CC: A gente poderia pensar em pelo menos dois momentos das correspondências. Primeiro esse momento em que a gente vê um jovem Murilo titubeante, com uma postura de idolatria ao Mário de Andrade, postura essa que o Mário já quebra na primeira carta. Se o Murilo chegava de fraque e cartola, Mário estaria de chinelo, bermuda e camiseta regata, por assim dizer. Na forma de tratamento ao início das cartas e nas despedidas, a gente observa como vai se construindo uma proximidade. Mário já manda um abraço, assina somente com um “M”, rejeitando esse tratamento exagerado de Rubião. E, logo nas primeiras trocas entre os dois, Mário cria uma tensão quando fala do fracassismo; isso leva Murilo a fazer uma autodefesa e um trabalho inicial de autocrítica. Um outro Murilo aparece depois de duas vindas do Mário de Andrade a Belo Horizonte, uma em 1939 e outra em 1944, quando eles se encontram pessoalmente. Esse é um outro momento, pois eles já são apenas duas pessoas conversando, não tem mais o mestre e o discípulo. É muito interessante o modo como o Mário pede ajuda para entender a ficção rubiana, como ele auxilia o Murilo com seus contos e como, posteriormente, é o Murilo que vai fazer esse papel para outros jovens escritores. É aquela brincadeira que a gente faz do “Murilo de Andrade”. Murilo Rubião morre em 1991, deixando como legado diversos projetos, iniciativas e instituições culturais que ele criou e auxiliou a desenvolver. Ele tem esse ideal de tornar o erudito acessível à população, que é um aspecto da política cultural desenvolvida pelo Mário de Andrade.
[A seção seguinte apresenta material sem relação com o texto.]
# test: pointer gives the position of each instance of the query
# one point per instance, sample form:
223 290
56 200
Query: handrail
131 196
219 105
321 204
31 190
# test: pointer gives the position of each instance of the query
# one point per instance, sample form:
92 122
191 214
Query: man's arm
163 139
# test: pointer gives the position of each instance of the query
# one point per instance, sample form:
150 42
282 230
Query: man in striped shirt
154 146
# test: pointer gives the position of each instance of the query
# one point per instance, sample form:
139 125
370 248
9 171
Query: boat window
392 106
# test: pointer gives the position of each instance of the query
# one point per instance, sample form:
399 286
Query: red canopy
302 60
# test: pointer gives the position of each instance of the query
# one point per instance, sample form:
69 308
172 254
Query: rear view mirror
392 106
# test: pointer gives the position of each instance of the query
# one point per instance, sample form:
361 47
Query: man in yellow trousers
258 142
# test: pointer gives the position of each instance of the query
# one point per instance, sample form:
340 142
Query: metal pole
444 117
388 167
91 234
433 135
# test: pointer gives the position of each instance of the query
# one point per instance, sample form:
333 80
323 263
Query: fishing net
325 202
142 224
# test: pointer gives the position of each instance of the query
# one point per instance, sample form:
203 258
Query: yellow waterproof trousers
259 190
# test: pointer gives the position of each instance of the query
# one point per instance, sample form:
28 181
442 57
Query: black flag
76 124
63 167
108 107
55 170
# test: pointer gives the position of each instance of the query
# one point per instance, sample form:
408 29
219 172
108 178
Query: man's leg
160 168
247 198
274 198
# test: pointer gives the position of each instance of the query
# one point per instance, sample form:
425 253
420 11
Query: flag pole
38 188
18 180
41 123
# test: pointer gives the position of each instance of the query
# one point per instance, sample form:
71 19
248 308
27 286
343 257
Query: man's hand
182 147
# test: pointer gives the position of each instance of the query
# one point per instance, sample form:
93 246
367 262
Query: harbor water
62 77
E como era a relação do Murilo com a sua obra? Sei que ele reescrevia muitos de seus textos…

CC: A obra do Rubião quase não avança no sentido do volume. Seu primeiro livro é de 1947, mas são quase sete anos de originais rodando entre editoras. E nesse tempo o livro está sendo reescrito, os contos estão sendo reelaborados, às vezes são suprimidos parágrafos inteiros. Seus livros contavam com novos contos e com contos antigos reescritos, e foi assim até o fim da vida, quando sai o volume “Contos Reunidos”, com 33 narrativas. De modo distinto do que se diz, que ele publicou somente 33 contos, ele reescreveu esses contos obsessivamente e cada conto não era mais o mesmo. A tese do Jorge Schwartz “Murilo Rubião: A Poética do Uroboro”, orientada pelo Antonio Candido, trata justamente desse processo de reescrita. Além disso, é preciso considerar a produção ficcional inédita de Murilo (incluindo novelas inacabadas), além de artigos sobre música, cinema e teatro.
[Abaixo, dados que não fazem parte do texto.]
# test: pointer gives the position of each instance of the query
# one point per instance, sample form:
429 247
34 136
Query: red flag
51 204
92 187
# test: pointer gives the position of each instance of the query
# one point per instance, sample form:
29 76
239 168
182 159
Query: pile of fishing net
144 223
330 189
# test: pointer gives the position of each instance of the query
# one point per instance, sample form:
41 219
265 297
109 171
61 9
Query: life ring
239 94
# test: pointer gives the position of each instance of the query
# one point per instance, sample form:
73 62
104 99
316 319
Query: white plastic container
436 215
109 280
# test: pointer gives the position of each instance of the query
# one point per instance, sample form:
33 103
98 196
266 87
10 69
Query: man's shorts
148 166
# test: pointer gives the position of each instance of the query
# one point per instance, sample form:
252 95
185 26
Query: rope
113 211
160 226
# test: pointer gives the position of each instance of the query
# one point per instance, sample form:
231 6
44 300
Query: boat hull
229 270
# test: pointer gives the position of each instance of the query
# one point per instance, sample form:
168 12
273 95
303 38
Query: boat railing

MM: Essa obra é aparentemente magra. Ela está marcada pela angústia da criação literária, pela obsessão da escrita e da reescrita, algo que já aparece na correspondência trocada com Mário.
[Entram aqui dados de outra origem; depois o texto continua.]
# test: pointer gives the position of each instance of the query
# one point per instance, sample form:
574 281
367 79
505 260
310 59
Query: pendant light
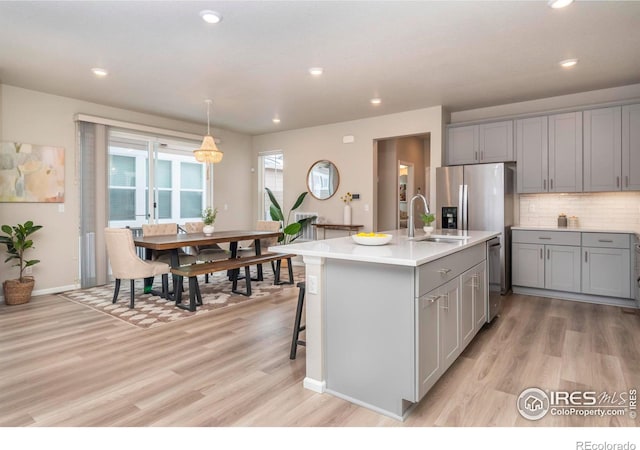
208 151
Qual a importância do estudo e da divulgação da correspondência entre Mário de Andrade e Murilo Rubião?

MM: Essas cartas figuram a possibilidade de diálogos colaborativos, mesmo a partir de antagonismos. Precisamos de diálogos que propiciem escutas atentas, convencimentos, a compreensão mútua das diferenças, a abertura para outras formas de compreender a realidade, que não as nossas. Disso resulta a ação construtiva, que a todos afeta positivamente.

CC: Elas mostram também como esses documentos de arquivo facultam outras possibilidades de leitura dos autores dos documentos, assim como do contexto histórico, das percepções de literatura naquele contexto, percepções antagônicas, como o Marcos mencionou. Então, a divulgação desses documentos chama a atenção para a importância do trabalho com arquivos e a relevância de tais documentos para compreender a literatura e seus autores, situados em um contexto histórico específico.